When one corner of the market grows at an extraordinary pace while everything else moves at a normal speed, your portfolio naturally becomes top-heavy. Left unchecked, a strategy that started as a balanced, diversified plan can quietly morph into a high-concentration bet on a single industry.
If you are wondering how to protect what you’ve built without completely jumping off the growth train, here is how we approach managing the hype while respecting the risk.
The Risk Isn’t Bad Management; It’s Simple Math
Portfolio concentration is a double-edged sword. On the way up, it feels incredible. But when a market becomes highly concentrated at the top, a sudden shift in investor sentiment, a hiccup in corporate spending, or an unexpected macroeconomic pivot can create outsized volatility.
Consider what happens to your asset allocation over time:
- The Drift: If you started with a target of 60% equities and 40% fixed income, a massive equity bull run can easily push your allocation to 75% or 80% equities without you ever buying a single new share.
- The Risk Skew: You are no longer taking the level of risk you originally agreed to. If the market experiences a standard sector rotation—where investors pull money out of high-flying growth sectors and move it into defensive or value-oriented assets—your portfolio will take a much harder hit than it would have in the past.
The Psychological Hurdle: “Why Sell a Winner?”
The hardest part of wealth management isn’t buying; it’s selling. It feels completely counterintuitive to trim a position that has been a home run for your net worth.
The secret is shifting your perspective from timing the market to managing risk. Rebalancing isn’t an admission that the growth story is over. It is a disciplined mechanism designed to take the house’s money off the table and secure it in assets that will defend your lifestyle when the environment changes.

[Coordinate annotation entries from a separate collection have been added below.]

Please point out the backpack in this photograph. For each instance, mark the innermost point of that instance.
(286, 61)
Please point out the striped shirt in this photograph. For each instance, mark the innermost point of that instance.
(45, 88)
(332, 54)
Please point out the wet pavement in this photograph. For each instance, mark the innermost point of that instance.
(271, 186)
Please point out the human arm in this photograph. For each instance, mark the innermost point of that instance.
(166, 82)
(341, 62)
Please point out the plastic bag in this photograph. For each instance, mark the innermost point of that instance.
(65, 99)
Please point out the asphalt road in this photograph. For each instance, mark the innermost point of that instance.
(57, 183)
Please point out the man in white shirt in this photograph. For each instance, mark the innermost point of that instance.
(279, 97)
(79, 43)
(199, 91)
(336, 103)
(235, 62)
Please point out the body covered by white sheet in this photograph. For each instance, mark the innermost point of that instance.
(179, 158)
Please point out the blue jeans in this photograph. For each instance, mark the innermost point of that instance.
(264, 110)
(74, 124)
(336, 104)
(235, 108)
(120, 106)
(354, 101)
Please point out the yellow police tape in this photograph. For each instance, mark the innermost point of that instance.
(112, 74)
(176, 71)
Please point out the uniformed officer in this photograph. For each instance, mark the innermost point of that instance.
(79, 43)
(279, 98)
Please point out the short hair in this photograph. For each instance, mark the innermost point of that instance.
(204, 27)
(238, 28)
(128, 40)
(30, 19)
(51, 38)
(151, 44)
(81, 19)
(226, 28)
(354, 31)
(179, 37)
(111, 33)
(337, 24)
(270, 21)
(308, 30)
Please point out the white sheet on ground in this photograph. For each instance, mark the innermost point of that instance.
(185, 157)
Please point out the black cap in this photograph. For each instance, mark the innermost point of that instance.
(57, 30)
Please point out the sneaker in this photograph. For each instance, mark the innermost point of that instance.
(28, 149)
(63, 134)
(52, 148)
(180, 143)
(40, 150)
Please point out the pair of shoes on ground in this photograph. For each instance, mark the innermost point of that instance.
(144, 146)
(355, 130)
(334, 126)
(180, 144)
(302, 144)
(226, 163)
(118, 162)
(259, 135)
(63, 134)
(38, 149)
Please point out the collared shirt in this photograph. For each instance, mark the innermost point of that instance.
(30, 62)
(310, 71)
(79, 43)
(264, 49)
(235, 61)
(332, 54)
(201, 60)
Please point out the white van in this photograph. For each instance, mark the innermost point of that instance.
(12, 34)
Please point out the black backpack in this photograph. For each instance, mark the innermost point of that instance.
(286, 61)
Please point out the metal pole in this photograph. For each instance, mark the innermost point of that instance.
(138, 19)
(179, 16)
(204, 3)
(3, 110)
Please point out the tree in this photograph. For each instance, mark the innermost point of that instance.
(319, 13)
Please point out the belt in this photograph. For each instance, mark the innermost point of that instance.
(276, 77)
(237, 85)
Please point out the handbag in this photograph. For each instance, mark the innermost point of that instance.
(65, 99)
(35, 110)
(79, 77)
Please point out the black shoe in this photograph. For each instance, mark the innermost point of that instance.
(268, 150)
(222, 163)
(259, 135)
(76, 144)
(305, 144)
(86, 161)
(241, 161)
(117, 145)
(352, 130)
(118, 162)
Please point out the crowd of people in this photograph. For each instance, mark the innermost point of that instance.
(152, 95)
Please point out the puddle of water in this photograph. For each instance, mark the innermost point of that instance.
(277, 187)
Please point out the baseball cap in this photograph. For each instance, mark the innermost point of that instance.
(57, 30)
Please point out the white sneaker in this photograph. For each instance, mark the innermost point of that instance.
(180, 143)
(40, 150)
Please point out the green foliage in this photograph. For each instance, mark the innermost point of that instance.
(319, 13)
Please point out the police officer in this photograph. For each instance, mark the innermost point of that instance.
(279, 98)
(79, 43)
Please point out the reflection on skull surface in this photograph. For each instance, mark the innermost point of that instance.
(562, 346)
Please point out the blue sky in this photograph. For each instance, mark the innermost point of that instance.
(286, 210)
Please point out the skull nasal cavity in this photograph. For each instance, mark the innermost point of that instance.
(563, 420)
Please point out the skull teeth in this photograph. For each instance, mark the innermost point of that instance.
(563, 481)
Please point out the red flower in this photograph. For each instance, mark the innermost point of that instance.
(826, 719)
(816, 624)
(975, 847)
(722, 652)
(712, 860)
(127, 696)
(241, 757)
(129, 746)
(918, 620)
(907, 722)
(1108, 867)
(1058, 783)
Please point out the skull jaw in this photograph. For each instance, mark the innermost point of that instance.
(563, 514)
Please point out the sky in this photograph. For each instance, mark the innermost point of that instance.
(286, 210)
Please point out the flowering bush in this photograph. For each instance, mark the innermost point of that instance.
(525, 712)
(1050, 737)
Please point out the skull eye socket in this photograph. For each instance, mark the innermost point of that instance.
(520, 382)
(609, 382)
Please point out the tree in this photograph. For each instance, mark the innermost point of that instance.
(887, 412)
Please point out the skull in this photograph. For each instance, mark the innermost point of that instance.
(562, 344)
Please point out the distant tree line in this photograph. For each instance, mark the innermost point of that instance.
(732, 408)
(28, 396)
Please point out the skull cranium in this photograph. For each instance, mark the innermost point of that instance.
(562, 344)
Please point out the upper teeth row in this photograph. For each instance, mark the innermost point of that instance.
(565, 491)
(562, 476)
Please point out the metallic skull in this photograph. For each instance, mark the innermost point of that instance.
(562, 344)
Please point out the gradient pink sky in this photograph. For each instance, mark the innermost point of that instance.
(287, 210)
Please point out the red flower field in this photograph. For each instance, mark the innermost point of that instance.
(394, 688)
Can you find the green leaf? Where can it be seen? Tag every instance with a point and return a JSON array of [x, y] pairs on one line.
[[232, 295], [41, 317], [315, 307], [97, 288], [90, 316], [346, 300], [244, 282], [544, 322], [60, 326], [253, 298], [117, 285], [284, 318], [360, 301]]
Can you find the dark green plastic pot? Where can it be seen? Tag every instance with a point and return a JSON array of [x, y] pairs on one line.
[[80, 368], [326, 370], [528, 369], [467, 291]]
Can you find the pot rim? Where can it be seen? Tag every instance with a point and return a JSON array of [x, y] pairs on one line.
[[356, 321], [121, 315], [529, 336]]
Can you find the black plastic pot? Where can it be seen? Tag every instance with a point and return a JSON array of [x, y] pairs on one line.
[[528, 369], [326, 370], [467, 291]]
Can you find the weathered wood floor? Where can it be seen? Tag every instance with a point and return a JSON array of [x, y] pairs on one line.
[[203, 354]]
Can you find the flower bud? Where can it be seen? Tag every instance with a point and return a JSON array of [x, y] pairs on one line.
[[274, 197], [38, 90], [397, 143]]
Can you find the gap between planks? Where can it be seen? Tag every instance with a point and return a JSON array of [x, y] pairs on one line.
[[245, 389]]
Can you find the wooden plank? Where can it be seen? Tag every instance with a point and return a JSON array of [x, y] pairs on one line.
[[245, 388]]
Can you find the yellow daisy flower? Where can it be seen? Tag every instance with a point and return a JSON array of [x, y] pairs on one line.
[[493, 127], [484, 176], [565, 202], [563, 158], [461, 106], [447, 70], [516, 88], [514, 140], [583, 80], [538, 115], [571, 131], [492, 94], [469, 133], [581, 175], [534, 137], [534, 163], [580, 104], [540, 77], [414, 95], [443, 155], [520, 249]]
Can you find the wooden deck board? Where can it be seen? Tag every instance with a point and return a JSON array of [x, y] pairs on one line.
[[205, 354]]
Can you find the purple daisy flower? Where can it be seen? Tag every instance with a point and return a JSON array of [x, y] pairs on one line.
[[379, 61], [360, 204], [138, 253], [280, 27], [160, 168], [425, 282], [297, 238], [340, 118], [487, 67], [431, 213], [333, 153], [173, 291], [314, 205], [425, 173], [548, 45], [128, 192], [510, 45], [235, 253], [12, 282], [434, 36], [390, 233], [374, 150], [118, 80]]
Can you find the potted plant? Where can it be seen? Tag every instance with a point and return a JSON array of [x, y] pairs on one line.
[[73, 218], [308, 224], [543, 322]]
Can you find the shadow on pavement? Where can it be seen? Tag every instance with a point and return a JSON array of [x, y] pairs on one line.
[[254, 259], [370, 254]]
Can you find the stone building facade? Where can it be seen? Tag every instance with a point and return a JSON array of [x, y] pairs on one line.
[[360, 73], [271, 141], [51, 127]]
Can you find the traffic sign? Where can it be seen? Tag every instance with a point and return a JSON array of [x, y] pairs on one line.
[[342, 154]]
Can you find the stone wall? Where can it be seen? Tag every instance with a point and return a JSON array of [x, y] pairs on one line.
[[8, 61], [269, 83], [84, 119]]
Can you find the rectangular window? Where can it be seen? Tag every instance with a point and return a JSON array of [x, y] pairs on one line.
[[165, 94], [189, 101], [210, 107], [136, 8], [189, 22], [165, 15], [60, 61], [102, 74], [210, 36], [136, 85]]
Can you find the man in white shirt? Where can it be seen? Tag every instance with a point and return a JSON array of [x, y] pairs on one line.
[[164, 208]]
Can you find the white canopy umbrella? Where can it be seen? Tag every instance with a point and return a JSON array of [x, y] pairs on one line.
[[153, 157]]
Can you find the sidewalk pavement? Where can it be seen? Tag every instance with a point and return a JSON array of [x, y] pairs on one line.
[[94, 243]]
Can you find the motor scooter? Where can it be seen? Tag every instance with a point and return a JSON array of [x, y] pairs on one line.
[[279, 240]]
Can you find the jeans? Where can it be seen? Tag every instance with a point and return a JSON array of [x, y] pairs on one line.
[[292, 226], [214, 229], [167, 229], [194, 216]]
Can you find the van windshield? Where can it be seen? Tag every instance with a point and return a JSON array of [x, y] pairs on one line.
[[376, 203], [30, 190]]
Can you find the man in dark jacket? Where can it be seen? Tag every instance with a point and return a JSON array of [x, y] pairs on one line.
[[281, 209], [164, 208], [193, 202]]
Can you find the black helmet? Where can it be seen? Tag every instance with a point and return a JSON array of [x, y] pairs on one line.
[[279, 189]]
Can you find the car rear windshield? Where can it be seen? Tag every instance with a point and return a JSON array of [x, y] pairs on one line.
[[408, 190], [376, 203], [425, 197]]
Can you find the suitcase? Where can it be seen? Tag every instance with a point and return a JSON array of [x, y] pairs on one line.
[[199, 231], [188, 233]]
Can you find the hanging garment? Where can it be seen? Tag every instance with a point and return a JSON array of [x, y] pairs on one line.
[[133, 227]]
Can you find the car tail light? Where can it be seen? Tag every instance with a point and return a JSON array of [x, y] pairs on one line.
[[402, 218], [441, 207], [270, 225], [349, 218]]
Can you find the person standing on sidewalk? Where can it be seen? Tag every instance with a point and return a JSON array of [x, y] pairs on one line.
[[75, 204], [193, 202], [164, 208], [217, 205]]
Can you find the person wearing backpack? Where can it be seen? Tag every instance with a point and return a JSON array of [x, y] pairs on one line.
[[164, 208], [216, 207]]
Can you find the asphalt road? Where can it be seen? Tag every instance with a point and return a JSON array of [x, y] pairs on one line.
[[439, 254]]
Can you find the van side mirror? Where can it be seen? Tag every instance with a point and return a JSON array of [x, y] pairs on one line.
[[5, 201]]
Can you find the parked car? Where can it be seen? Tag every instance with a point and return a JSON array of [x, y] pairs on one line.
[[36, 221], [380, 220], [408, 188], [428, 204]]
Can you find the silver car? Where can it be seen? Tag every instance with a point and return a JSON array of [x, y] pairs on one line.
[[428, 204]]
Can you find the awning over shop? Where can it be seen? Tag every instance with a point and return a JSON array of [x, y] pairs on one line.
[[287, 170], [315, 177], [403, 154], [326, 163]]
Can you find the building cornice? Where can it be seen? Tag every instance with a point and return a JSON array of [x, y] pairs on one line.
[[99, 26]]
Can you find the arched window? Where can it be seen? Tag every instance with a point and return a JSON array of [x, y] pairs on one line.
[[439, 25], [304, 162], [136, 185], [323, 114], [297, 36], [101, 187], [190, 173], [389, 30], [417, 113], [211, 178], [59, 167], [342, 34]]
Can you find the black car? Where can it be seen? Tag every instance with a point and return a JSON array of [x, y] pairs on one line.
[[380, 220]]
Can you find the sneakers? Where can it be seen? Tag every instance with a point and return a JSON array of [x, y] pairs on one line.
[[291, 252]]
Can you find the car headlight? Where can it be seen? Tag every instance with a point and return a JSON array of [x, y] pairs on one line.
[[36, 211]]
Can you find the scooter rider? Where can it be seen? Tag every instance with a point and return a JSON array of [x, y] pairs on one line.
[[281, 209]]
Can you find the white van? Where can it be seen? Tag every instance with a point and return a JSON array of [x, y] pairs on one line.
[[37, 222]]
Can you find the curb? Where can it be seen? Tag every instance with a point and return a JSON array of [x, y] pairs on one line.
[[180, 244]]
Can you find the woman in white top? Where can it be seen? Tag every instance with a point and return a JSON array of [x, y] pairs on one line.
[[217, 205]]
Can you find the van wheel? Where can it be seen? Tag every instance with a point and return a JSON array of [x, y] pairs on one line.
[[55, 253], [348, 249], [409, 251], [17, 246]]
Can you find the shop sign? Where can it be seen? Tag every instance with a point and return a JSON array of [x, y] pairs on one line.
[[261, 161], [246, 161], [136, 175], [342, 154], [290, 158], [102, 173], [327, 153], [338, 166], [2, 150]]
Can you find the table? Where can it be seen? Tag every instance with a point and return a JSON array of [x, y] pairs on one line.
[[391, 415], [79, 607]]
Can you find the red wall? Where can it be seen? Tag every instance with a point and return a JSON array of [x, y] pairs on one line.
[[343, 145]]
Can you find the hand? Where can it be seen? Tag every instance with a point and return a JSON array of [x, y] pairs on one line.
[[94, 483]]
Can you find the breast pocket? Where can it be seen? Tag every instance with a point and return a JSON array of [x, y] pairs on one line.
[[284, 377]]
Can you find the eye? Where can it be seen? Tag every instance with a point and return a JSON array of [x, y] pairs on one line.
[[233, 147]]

A Tactical Framework for Today’s Market
You don’t have to choose between going “all in” on technology or hiding entirely in cash. A sophisticated approach relies on some key levers:
- Tax-Efficient Trimming: Selling winners in a taxable account triggers capital gains. To mitigate this, we look at the whole picture—utilizing tax-advantaged accounts (like IRAs) to do the heavy lifting of rebalancing, or identifying underperforming assets to harvest losses and offset the gains.
- Redirecting Fresh Capital: If you are still actively contributing to your portfolio, you don’t necessarily have to sell anything to rebalance. We can simply direct new cash flows, interest, and dividends toward the underweighted, defensive, or income-generating areas of your portfolio until the scale tips back into balance.
The Bottom Line
The massive technological buildout we are witnessing is real, and the earnings growth supporting it has been robust. But markets never move in a straight line forever.
True financial peace of mind doesn’t come from guessing when the music will stop; it comes from knowing your foundation is solid regardless of what the market does tomorrow.